Joan Didion’s use of literary devices such as repetition, alliteration, and intense imagery has a poetic effect on the text, at times creating a dreamy atmosphere. She begins the book explaining the meaning of blue nights, an ongoing theme and metaphor throughout the text. “As the blue nights draw to a close (and they will, and they do) you experience an actual chill, an apprehension of illness, at the moment you first notice: the blue light is going, the days are already shortening, the summer is gone…Blue nights are the opposite of the dying of the brightness, but they are also its warning (p 4).”
Quintana: Her Character and Didion’s Complicated Relationship With Her
Another successful aspect of Blue Nights is the character development of Didion’s daughter Quintana, and also of Didion’s development as the narrator. For much of the book, Didion delves into her daughter’s personality, exploring Quintana’s motivations and insecurities. She and her husband adopted Quintana at birth, their only child. Consequently, much of Quintana’s childhood was spent trying to behave like an adult. Didion explains, “As I describe these very clear memories I am struck by what they have in common: each involves [Quintana] trying to handle adult life, trying to be a convincing grown-up person at an age when she was still entitled to be a small child (p 86).” As I am working on a novel about a woman losing her child, the insight into Didion’s relationship with her daughter was alone worth the time spent reading this book. “When I began writing these pages,” Didion starts, “I believed their subject to be children, the ones we have and the ones we wish we had, the ways in which we depend on our children to depend on us, the ways in which we encourage them to remain children, the ways in which they remain more unknown to us than they do to their most casual acquaintances; the ways in which we remain equally opaque to them (p 53).”
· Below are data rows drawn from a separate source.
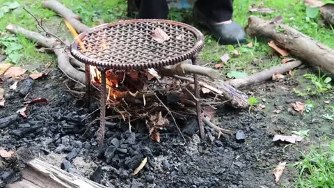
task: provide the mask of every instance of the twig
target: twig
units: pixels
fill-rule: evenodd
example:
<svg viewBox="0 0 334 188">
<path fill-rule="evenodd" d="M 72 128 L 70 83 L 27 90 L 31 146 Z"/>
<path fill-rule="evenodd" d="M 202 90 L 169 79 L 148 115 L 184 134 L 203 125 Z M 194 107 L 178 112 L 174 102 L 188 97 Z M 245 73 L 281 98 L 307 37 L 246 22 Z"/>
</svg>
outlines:
<svg viewBox="0 0 334 188">
<path fill-rule="evenodd" d="M 152 91 L 151 88 L 148 87 L 148 88 L 152 93 L 153 93 L 153 94 L 154 94 L 154 96 L 157 97 L 157 99 L 159 100 L 159 102 L 160 102 L 160 103 L 161 103 L 162 106 L 164 106 L 164 107 L 166 109 L 166 110 L 167 110 L 167 111 L 168 111 L 169 115 L 170 115 L 170 116 L 171 116 L 172 118 L 173 118 L 173 121 L 174 122 L 174 124 L 175 124 L 176 127 L 177 128 L 177 130 L 178 130 L 179 132 L 180 132 L 180 134 L 181 134 L 181 136 L 182 136 L 182 139 L 183 139 L 183 140 L 184 141 L 184 143 L 186 143 L 186 139 L 184 138 L 184 136 L 183 136 L 183 134 L 182 134 L 182 132 L 181 132 L 181 130 L 180 129 L 179 126 L 177 125 L 177 123 L 176 123 L 175 118 L 174 118 L 174 116 L 173 116 L 173 113 L 172 113 L 172 112 L 170 111 L 170 110 L 168 109 L 168 107 L 167 107 L 165 105 L 165 104 L 164 104 L 164 102 L 162 102 L 162 101 L 160 100 L 160 98 L 158 97 L 158 96 L 157 95 L 157 94 L 155 94 L 155 93 L 154 93 L 153 91 Z"/>
<path fill-rule="evenodd" d="M 36 20 L 36 22 L 37 24 L 38 24 L 38 26 L 44 31 L 44 32 L 45 32 L 46 33 L 54 37 L 55 38 L 56 38 L 58 40 L 59 40 L 63 45 L 65 45 L 65 46 L 67 46 L 67 44 L 66 44 L 64 41 L 63 41 L 63 40 L 60 39 L 57 36 L 56 36 L 55 34 L 52 33 L 50 33 L 49 31 L 47 31 L 42 26 L 42 24 L 40 23 L 40 22 L 38 21 L 38 19 L 37 19 L 37 17 L 33 15 L 31 13 L 30 13 L 28 10 L 26 10 L 24 7 L 22 8 L 23 10 L 26 10 L 26 13 L 28 13 L 28 14 L 31 15 L 34 19 L 35 20 Z"/>
<path fill-rule="evenodd" d="M 214 129 L 215 131 L 216 131 L 218 134 L 221 133 L 225 133 L 225 134 L 234 134 L 234 131 L 231 130 L 224 130 L 223 128 L 221 128 L 218 127 L 217 125 L 214 125 L 209 120 L 207 119 L 207 118 L 203 118 L 203 122 L 207 124 L 209 127 L 212 127 Z"/>
</svg>

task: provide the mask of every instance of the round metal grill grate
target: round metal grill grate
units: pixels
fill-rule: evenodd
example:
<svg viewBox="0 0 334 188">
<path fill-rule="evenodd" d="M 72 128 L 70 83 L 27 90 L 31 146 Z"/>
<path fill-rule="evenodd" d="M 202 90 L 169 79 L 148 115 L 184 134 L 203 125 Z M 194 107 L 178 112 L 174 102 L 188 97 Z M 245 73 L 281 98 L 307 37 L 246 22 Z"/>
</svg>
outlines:
<svg viewBox="0 0 334 188">
<path fill-rule="evenodd" d="M 159 28 L 169 39 L 152 38 Z M 186 24 L 162 19 L 134 19 L 100 25 L 79 35 L 71 54 L 103 69 L 138 70 L 173 65 L 193 57 L 203 47 L 203 35 Z"/>
</svg>

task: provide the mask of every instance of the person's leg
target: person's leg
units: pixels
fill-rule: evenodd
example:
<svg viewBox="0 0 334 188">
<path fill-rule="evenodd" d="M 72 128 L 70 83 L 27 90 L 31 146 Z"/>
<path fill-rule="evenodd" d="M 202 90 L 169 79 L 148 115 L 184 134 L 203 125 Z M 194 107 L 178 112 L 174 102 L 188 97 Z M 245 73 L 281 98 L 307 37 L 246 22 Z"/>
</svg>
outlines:
<svg viewBox="0 0 334 188">
<path fill-rule="evenodd" d="M 140 19 L 167 19 L 168 6 L 166 0 L 136 0 Z"/>
<path fill-rule="evenodd" d="M 223 45 L 234 45 L 246 42 L 244 29 L 232 21 L 232 0 L 198 0 L 195 3 L 196 20 L 207 26 Z"/>
<path fill-rule="evenodd" d="M 198 0 L 196 2 L 200 11 L 216 22 L 232 19 L 233 1 Z"/>
</svg>

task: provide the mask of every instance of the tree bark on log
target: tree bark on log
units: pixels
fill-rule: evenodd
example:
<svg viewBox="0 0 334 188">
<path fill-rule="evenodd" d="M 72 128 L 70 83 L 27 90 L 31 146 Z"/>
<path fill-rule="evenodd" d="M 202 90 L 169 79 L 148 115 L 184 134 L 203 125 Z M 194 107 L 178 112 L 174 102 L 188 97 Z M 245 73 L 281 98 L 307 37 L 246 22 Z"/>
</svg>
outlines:
<svg viewBox="0 0 334 188">
<path fill-rule="evenodd" d="M 292 27 L 250 16 L 246 31 L 252 37 L 273 40 L 290 54 L 334 74 L 334 50 Z"/>
<path fill-rule="evenodd" d="M 283 74 L 301 65 L 301 63 L 302 63 L 300 61 L 288 62 L 287 63 L 273 67 L 269 70 L 264 70 L 260 72 L 255 73 L 245 78 L 231 79 L 226 81 L 226 84 L 230 84 L 236 88 L 250 86 L 254 84 L 259 84 L 271 79 L 273 75 L 276 73 Z"/>
<path fill-rule="evenodd" d="M 14 24 L 9 24 L 6 27 L 7 31 L 14 34 L 23 35 L 26 38 L 37 42 L 40 45 L 52 49 L 56 56 L 57 56 L 57 63 L 58 68 L 68 77 L 72 79 L 84 84 L 86 83 L 85 73 L 77 70 L 70 63 L 70 58 L 65 52 L 65 47 L 56 40 L 44 37 L 41 34 L 26 30 Z"/>
<path fill-rule="evenodd" d="M 51 0 L 43 2 L 43 7 L 50 9 L 67 20 L 68 22 L 75 29 L 77 32 L 82 33 L 89 29 L 89 27 L 80 22 L 80 17 L 74 14 L 71 10 L 67 8 L 57 1 Z"/>
<path fill-rule="evenodd" d="M 67 173 L 32 156 L 26 148 L 16 152 L 17 159 L 26 164 L 21 171 L 22 180 L 8 185 L 8 188 L 106 188 L 84 177 Z"/>
</svg>

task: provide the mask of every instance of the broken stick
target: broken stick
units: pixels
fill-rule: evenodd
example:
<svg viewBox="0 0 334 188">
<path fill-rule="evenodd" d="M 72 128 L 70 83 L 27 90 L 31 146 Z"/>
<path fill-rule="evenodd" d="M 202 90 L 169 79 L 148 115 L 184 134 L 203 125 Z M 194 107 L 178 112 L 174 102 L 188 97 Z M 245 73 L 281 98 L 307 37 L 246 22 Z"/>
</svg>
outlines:
<svg viewBox="0 0 334 188">
<path fill-rule="evenodd" d="M 290 54 L 334 74 L 334 49 L 291 26 L 250 16 L 246 31 L 253 37 L 273 40 Z"/>
<path fill-rule="evenodd" d="M 296 68 L 300 65 L 301 65 L 301 61 L 300 61 L 288 62 L 287 63 L 273 67 L 269 70 L 264 70 L 245 78 L 229 80 L 226 81 L 226 84 L 230 84 L 236 88 L 250 86 L 254 84 L 258 84 L 269 79 L 273 75 L 276 73 L 283 74 L 287 72 L 289 70 Z"/>
</svg>

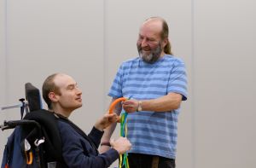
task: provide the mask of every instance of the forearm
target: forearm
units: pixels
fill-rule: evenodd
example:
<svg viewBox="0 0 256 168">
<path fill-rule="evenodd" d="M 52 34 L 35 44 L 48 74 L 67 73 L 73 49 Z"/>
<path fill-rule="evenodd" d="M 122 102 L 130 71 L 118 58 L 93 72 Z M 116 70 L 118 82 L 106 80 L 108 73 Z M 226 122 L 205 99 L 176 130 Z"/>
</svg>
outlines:
<svg viewBox="0 0 256 168">
<path fill-rule="evenodd" d="M 182 96 L 170 93 L 157 99 L 143 100 L 143 111 L 165 112 L 177 109 L 182 101 Z"/>
<path fill-rule="evenodd" d="M 112 101 L 111 103 L 114 101 L 115 99 L 112 99 Z M 110 103 L 110 104 L 111 104 Z M 121 103 L 118 103 L 114 108 L 114 113 L 116 113 L 118 115 L 119 115 L 119 113 L 121 113 L 121 110 L 122 110 L 122 105 Z M 116 123 L 113 123 L 110 126 L 108 126 L 108 128 L 105 129 L 104 130 L 104 134 L 103 134 L 103 136 L 102 138 L 102 142 L 109 142 L 110 140 L 110 137 L 113 134 L 113 132 L 115 130 L 115 127 L 116 127 Z"/>
</svg>

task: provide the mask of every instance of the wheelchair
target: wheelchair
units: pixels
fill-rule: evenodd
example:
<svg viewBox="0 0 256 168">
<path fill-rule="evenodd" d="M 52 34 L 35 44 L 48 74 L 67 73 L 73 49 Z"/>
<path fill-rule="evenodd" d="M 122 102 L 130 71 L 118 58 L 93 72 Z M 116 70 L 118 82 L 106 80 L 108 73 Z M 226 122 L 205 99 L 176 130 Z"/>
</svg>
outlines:
<svg viewBox="0 0 256 168">
<path fill-rule="evenodd" d="M 62 157 L 55 117 L 43 109 L 38 88 L 26 83 L 25 93 L 26 99 L 20 99 L 20 104 L 2 107 L 20 107 L 21 119 L 4 121 L 0 125 L 2 130 L 14 129 L 5 145 L 1 168 L 57 168 Z"/>
</svg>

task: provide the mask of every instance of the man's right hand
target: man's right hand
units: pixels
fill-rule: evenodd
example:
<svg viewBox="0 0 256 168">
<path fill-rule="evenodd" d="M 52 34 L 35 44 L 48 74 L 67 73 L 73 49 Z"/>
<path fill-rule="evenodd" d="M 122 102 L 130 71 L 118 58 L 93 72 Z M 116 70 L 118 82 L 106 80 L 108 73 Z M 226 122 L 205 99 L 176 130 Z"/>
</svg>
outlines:
<svg viewBox="0 0 256 168">
<path fill-rule="evenodd" d="M 129 151 L 131 148 L 130 141 L 126 137 L 119 137 L 117 140 L 110 141 L 110 145 L 112 148 L 114 148 L 119 152 L 119 154 L 123 154 Z"/>
</svg>

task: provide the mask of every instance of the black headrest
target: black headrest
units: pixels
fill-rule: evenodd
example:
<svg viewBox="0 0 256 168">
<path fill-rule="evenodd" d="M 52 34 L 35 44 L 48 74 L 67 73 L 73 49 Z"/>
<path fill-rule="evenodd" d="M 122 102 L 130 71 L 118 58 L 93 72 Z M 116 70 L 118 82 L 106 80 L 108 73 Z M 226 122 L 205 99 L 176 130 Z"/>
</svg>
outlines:
<svg viewBox="0 0 256 168">
<path fill-rule="evenodd" d="M 30 112 L 42 109 L 40 91 L 31 83 L 25 84 L 26 100 L 28 102 Z"/>
</svg>

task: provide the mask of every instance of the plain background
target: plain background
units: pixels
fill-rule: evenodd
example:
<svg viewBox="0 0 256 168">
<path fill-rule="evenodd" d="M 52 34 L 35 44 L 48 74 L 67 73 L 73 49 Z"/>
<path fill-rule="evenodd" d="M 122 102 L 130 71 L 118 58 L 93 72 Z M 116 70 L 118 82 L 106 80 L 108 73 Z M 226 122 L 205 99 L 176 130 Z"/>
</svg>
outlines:
<svg viewBox="0 0 256 168">
<path fill-rule="evenodd" d="M 25 83 L 41 89 L 66 72 L 83 90 L 71 119 L 89 132 L 108 109 L 119 66 L 137 55 L 140 25 L 161 16 L 189 78 L 177 167 L 255 168 L 255 8 L 253 0 L 0 0 L 0 106 L 17 104 Z M 19 108 L 0 111 L 1 124 L 19 119 Z M 0 158 L 11 131 L 0 132 Z"/>
</svg>

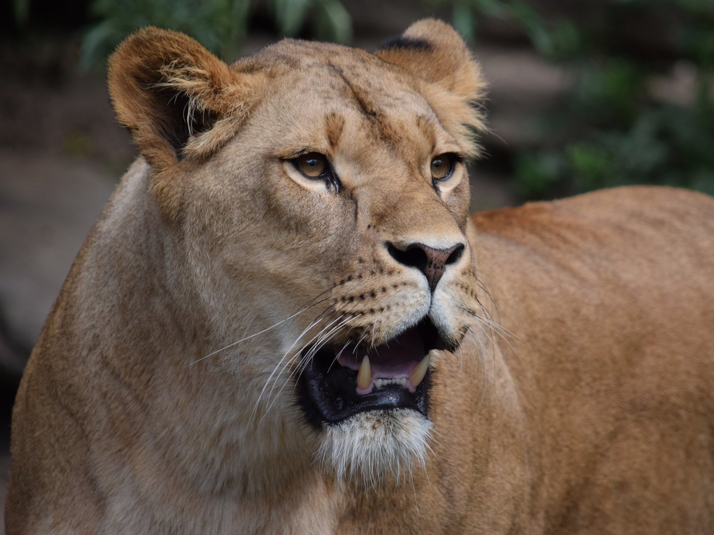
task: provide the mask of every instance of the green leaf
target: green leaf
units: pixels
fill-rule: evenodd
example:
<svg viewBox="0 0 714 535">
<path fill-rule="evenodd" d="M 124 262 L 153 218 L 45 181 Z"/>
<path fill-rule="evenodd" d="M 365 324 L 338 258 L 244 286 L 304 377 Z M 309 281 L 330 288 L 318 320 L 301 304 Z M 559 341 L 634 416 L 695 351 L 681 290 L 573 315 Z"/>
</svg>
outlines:
<svg viewBox="0 0 714 535">
<path fill-rule="evenodd" d="M 318 5 L 321 31 L 338 43 L 352 41 L 352 18 L 345 6 L 338 0 L 321 0 Z"/>
<path fill-rule="evenodd" d="M 311 0 L 276 0 L 276 21 L 280 32 L 294 36 L 302 28 Z"/>
</svg>

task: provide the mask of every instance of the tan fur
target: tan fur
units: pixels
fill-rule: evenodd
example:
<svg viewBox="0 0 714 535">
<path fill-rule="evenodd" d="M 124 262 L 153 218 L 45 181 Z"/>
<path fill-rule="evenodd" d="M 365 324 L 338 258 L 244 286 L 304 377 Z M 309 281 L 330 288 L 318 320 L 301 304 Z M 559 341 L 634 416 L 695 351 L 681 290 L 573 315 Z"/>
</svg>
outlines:
<svg viewBox="0 0 714 535">
<path fill-rule="evenodd" d="M 714 201 L 628 188 L 469 218 L 463 165 L 435 190 L 429 163 L 478 153 L 483 83 L 447 25 L 405 36 L 231 66 L 154 29 L 118 49 L 142 156 L 28 364 L 8 535 L 711 532 Z M 305 150 L 341 191 L 283 160 Z M 431 300 L 386 241 L 466 250 Z M 306 424 L 310 338 L 378 344 L 427 312 L 461 341 L 431 421 Z"/>
</svg>

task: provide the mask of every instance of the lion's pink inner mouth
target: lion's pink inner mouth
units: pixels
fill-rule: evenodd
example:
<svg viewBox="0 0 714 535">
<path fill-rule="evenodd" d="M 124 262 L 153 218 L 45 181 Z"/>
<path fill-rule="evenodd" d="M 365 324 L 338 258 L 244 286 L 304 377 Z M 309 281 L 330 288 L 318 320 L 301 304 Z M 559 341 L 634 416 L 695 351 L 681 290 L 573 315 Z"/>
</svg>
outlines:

Didion’s Fear Of Failure As A Parent
The most important insight, though, was in Didion’s own fear of failure as a parent, how her daughter’s death brought that fear into the forefront of her mind. In some ways, this book seemed to be her examination of the quality of her parenting: did she neglect her daughter? Is it her fault Quintana died? “Those of us less inclined to compliment ourselves on our parenting skills, in other words most of us, recite rosaries of our failures, our neglects, our derelictions and delinquencies (p 93).” How could a parent not blame themselves for the death of a child? Consequently, how will that self-blame affect the rest of that person’s life? Will they begin to question their own stability, as Didion does a few years later?
When we think about adopting a child, or for that matter about having a child at all, we stress the “blessing” aspect.
We omit the instant of the sudden chill, the “what-if,” the free fall into certain failure.
What if I fail to take care of this baby?
What if the baby fails to thrive, what if this baby fails to love me?
And worse yet, worse by far, so much worse as to be unthinkable, except I did think it, everyone who has ever waited to bring a baby home thinks it: what if I fail to love this baby? (p 58).